- Born: Southern California, U.S.
- Education: Chapman University
- Occupations: Co-CEO and co-founder, International Pet Solutions

= Tilden Smith =

Tilden Smith is a CEO and co-founder of pet product company, International Pet Solutions, which he helped found in fall of 2009. Since the inception of IPS, Smith and his business partner created the company's first product, the PetLawn, an indoor outhouse for pets. In the past year since PetLawn's introduction on the market, The PetLawn is now on the shelf in over 130 stores throughout the United States and Canada. Smith graduated in 2012 from Chapman University, majoring in Business Administration with an emphasis in Entrepreneurship.

in Spring 2011, Smith and his business partner were first-place winners in Chapman University's Argyros School of Business & Economics annual business competition. In addition to receiving a 1st-place winner plaque, Smith and his business partner received mentoring from an angel investor who gave advice on business strategy.

In August 2011, Smith and his company were featured in Forbes magazine's article on Student Entrepreneurs.
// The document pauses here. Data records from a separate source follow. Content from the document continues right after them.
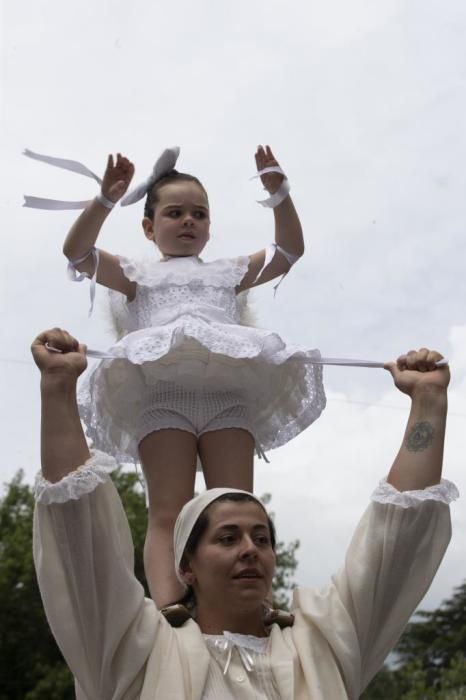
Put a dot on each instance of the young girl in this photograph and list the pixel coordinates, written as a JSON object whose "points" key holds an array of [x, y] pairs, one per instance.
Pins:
{"points": [[187, 380]]}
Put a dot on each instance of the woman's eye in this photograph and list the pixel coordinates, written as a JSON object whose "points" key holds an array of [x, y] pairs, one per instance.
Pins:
{"points": [[227, 539], [262, 540]]}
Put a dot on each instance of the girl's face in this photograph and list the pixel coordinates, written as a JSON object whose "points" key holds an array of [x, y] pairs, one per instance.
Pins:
{"points": [[181, 220], [234, 561]]}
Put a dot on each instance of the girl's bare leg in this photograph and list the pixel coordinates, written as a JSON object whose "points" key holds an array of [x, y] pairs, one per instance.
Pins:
{"points": [[168, 459], [227, 457]]}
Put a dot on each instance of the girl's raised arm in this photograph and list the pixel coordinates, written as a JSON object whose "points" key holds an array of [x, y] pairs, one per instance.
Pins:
{"points": [[288, 230], [83, 234]]}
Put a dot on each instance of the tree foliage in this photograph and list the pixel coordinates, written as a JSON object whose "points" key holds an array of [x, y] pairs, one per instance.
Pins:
{"points": [[431, 657], [31, 666]]}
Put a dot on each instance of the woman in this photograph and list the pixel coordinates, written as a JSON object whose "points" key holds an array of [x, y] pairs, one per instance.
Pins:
{"points": [[119, 646]]}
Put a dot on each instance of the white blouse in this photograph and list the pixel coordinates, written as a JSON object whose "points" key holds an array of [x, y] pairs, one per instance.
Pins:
{"points": [[119, 647]]}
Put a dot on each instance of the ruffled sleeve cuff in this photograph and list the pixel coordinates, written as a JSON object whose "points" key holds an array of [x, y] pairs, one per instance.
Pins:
{"points": [[95, 471], [444, 492]]}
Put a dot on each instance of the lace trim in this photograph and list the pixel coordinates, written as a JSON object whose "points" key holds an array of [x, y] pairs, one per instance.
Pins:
{"points": [[444, 492], [83, 480], [183, 271]]}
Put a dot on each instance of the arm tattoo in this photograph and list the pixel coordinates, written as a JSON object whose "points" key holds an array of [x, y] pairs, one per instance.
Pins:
{"points": [[421, 437]]}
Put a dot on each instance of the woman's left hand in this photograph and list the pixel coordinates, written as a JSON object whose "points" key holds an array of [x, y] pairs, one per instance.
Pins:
{"points": [[266, 159], [418, 370]]}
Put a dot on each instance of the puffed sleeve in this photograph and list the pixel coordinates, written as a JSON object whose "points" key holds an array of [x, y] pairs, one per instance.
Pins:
{"points": [[83, 554], [391, 561]]}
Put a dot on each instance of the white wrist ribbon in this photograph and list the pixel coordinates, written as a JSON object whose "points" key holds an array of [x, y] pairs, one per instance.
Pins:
{"points": [[105, 201], [76, 276], [269, 254], [65, 164], [164, 165], [283, 191]]}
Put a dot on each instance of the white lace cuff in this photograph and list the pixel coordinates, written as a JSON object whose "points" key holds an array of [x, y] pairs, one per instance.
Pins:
{"points": [[83, 480], [444, 492]]}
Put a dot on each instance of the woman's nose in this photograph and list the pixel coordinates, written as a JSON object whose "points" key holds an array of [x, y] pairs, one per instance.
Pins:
{"points": [[249, 548], [188, 220]]}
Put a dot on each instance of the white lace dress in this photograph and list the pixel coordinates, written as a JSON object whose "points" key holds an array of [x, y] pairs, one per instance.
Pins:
{"points": [[184, 326]]}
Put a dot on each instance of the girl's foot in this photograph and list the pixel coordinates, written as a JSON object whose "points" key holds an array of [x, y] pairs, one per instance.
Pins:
{"points": [[281, 617], [176, 614]]}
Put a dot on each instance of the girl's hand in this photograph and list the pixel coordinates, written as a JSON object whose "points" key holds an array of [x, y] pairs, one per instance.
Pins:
{"points": [[265, 159], [70, 362], [417, 371], [117, 177]]}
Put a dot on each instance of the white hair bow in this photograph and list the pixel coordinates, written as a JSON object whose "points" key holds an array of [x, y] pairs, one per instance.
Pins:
{"points": [[164, 165]]}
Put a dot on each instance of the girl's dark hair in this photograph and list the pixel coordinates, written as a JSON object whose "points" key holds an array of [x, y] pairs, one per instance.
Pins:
{"points": [[152, 198], [200, 527]]}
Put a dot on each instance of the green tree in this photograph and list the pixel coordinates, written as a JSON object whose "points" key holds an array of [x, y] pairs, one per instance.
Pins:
{"points": [[431, 657], [31, 666]]}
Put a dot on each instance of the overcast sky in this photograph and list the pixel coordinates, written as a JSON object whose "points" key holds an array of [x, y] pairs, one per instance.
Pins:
{"points": [[364, 104]]}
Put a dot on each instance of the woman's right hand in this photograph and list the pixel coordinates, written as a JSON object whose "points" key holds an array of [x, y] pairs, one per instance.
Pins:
{"points": [[117, 177], [70, 362]]}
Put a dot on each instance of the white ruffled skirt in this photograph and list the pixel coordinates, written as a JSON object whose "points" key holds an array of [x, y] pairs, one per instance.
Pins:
{"points": [[278, 383]]}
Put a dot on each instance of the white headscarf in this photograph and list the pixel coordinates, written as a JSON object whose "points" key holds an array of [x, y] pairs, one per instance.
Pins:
{"points": [[188, 517]]}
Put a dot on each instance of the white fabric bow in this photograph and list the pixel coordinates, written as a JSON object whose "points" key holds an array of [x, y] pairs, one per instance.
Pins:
{"points": [[163, 165], [227, 645]]}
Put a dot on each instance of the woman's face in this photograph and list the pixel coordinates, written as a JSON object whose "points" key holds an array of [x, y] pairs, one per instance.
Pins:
{"points": [[234, 561], [181, 220]]}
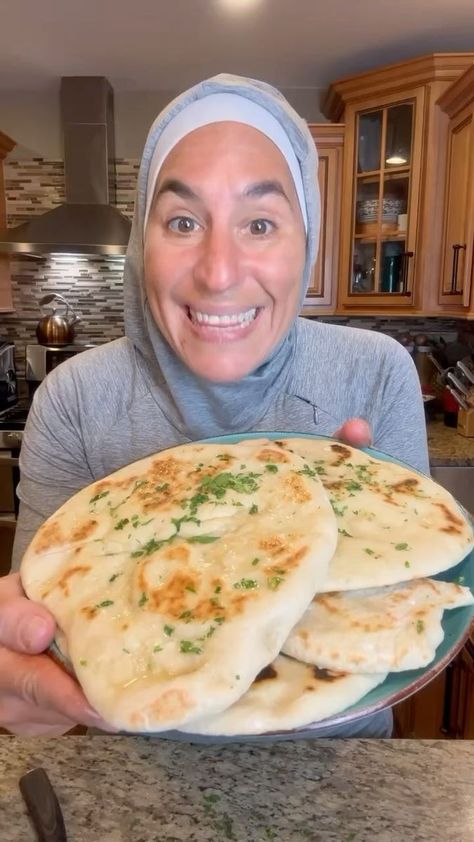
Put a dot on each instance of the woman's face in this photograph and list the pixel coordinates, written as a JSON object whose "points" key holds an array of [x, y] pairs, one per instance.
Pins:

Tilden was one of nine students chosen from colleges across the United States. All 9 entrepreneurs met together in Austin, Texas prior to the publication of the feature article and participated in a round-table discussion with Michael Dell, CEO and Founder of Dell Inc. During Smith's interview with Forbes, he announced that International Pet Solutions would be introducing new products to the market that fall and updating PetLawn's design.

Smith was awarded the title of one of "The Hottest 25 People in Orange County" in the November 2011 issue of OC Metro magazine. For the past 21 years the editors of OC Metro have selected the "Hottest 25" movers and shakers and most influential people in Orange County. Smith and his company were featured in the December 2011 issue of Entrepreneur Magazine, "Undergrads Clean Up With an 'Indoor Outhouse' Business for Pets". Smith and his company were featured in Inc. Magazine in March 2012 and a 2012 winner of Inc. Magazine's "America’s Coolest College Start-Ups 2012".

Smith's products are now in nearly 200 U.S. stores and have expanded into Canada, Panama and Venezuela.